Quando a sentinela não dorme
Há advertências que só fazem sentido quando o sol começa a
se pôr. Enquanto o dia está claro, elas parecem exagero; quando a noite cai,
revelam-se misericórdia. La Salette pertence a essa categoria incômoda: não
consola, não embala, não adorna. Ela acorda.
O problema nunca foi a frase dura — “Roma perderá a fé”. O
problema sempre foi a recusa moderna em aceitar que Deus possa falar de queda
sem estar negando a promessa. Nosso tempo não sabe mais lidar com tensão. Ou
tudo é triunfo permanente, ou tudo é catástrofe. A Tradição, mais sábia, sempre
soube viver no meio do caminho estreito: fidelidade sem ingenuidade, esperança
sem anestesia.
A Igreja aprendeu cedo, com São Paulo, que a história não
caminha em linha reta para cima. Antes da glória, vem a provação. Antes da
manifestação, o obscurecimento. A Grande Apostasia não é um delírio
apocalíptico: é doutrina apostólica. E doutrina não nasce para ornamentar
catecismos, mas para preparar consciências.
O erro do nosso tempo está em confundir indefectibilidade
com imunidade histórica. Cristo prometeu que a Igreja não deixaria de ser;
nunca prometeu que pareceria sempre fiel aos olhos do mundo — nem mesmo aos
olhos dos fiéis mais simples. Há momentos em que a Igreja vive o seu Sábado
Santo: Cristo está vivo, mas tudo parece silêncio, ambiguidade, ausência. Quem
não entende isso se escandaliza; quem entende, vela.
É aqui que La Salette deixa de ser curiosidade devocional e
se torna espelho. Não como sentença definitiva, mas como possibilidade real: a
fé pode permanecer verdadeira enquanto sua confissão pública se enfraquece; a
Sé pode subsistir enquanto sua voz se torna hesitante; a doutrina pode ser
intacta enquanto sua proclamação se dilui em gestos confusos e palavras
cautelosas demais.
Nada disso destrói a Igreja. Mas tudo isso a fere.

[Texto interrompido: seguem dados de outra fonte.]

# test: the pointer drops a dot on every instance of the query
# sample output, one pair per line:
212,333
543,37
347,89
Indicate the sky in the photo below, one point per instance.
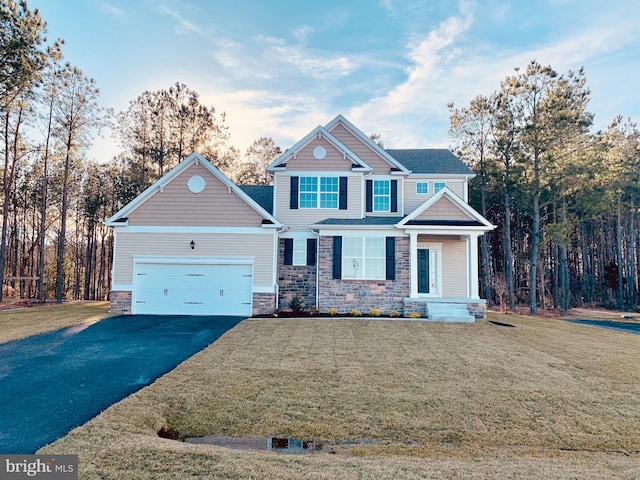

O drama atual não é a heresia escancarada — essa sempre foi
fácil de identificar. O drama é a apostasia prática: a fé ainda é dita, mas já
não organiza; é mencionada, mas não decide; é respeitada, mas não anunciada
como necessária. Não se nega Cristo, mas evita-se proclamá-Lo como único. E
quando a missão vira convivência simbólica, algo essencial já foi deslocado.
Nesse cenário, a advertência de La Salette não autoriza fuga
nem rebelião. Autoriza vigilância. A sentinela não abandona a cidade porque vê
fumaça no horizonte; ela sobe à torre e abre os olhos. Amar a Igreja não é
fingir que tudo vai bem, mas permanecer nela quando tudo parece mal explicado.
Talvez o maior pecado hoje seja o desejo infantil de
segurança total: a ilusão de que a promessa divina nos poupará do escândalo, da
confusão e da noite. Não poupará. Nunca poupou. O que ela garante é que, mesmo
na noite mais densa, haverá um resto fiel que não negocia a verdade para manter
a paz.
A Escritura não fala em vão. E Deus não adverte por esporte.
Quando advertências antigas começam a soar atuais, não é
sinal de que Deus falhou — é sinal de que a sentinela precisa acordar. E ficar
de pé. Em silêncio, se preciso. Mas acordada.